Analyses Of The Transcriptome And Metabolome To Elucidate The Role Of Hif1 Alpha In Clear Cell Renal Cell Carcinoma Metabolism.

493 Background: Clear cell renal cell carcinoma (ccRCC) is characterized by altered metabolism, including a shift from oxidative phosphorylation to glycolysis and lactate production (the Warburg effect). Here we evaluate human ccRCC tissue samples and kidney samples from the TRACK transgenic mouse model of ccRCC (that express constitutively active HIF1α in proximal tubule cells) [1] to characterize the effect of HIF1α on the renal cancer metabolome. Methods: We performed untargeted metabolomics analyses of 12 primary human ccRCCs and 10 TRACK kidney samples. In addition, we analyzed human ccRCC mRNA expression (Oncomine database) and performed RNA sequencing (RNAseq) on six TRACK kidney samples for expression of HIF1α target genes that regulate metabolism. Results: Analysis of RNA expression of HIF1α target genes in human ccRCCs and TRACK kidneys identified significantly increased transcript levels of genes responsible for mediating glucose uptake and glycolysis and suppressing the activity of the TCA cycle and mitochondrial respiration, including glucose transporter 1 (SLC2A1), glycolytic enzyme phosphofructokinase (PFKP), TCA cycle inhibitor pyruvate dehydrogenase kinase (PDK1), oxidative phosphorylation inhibitor NADH dehydrogenase 1 alpha subcomplex, 4-like 2 (NDUFA4L2), and lactate transporter (SLC16A3).
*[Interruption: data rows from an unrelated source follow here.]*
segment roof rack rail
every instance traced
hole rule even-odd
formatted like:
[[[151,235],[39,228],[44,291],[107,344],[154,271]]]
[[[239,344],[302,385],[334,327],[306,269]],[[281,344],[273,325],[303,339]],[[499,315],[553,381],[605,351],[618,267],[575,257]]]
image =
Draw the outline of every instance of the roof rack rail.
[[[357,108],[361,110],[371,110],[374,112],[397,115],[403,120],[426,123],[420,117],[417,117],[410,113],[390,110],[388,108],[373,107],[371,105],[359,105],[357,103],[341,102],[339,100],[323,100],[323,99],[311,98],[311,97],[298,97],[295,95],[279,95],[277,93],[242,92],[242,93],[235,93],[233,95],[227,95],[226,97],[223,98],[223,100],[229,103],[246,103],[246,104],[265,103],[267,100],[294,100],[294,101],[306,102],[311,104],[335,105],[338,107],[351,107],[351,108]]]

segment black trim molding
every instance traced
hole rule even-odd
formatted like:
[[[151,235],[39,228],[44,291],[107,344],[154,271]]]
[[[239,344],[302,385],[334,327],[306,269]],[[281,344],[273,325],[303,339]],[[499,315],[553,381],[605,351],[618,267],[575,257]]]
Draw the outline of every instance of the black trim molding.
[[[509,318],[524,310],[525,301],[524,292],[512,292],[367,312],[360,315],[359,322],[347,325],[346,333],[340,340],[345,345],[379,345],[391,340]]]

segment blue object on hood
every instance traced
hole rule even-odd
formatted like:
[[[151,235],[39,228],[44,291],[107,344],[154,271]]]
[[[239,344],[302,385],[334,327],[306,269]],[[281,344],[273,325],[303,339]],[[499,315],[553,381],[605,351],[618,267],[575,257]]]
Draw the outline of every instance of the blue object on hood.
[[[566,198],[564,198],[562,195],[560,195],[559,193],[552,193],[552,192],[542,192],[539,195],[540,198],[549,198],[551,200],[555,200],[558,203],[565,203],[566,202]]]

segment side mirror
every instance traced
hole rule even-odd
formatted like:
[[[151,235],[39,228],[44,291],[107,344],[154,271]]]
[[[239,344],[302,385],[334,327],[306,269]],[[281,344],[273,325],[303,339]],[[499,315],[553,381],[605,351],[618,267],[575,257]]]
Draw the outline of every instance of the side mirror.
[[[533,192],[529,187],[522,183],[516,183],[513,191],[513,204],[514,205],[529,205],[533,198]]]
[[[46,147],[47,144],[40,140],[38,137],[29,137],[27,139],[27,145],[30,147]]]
Metabolomics analysis similarly demonstrated a significant increase in glycolytic intermediates and lactate, in association with a decrease in metabolites of the TCA cycle. Conclusions: These studies show that in both human ccRCC and TRACK mice HIF1α mediates a metabolic switch to aerobic glycolysis, implicating HIF1α in RCC tumorigenesis. Additionally, these data suggest that targeting the metabolic pathway (or inhibition of HIF1α) is a novel approach to treat ccRCCs.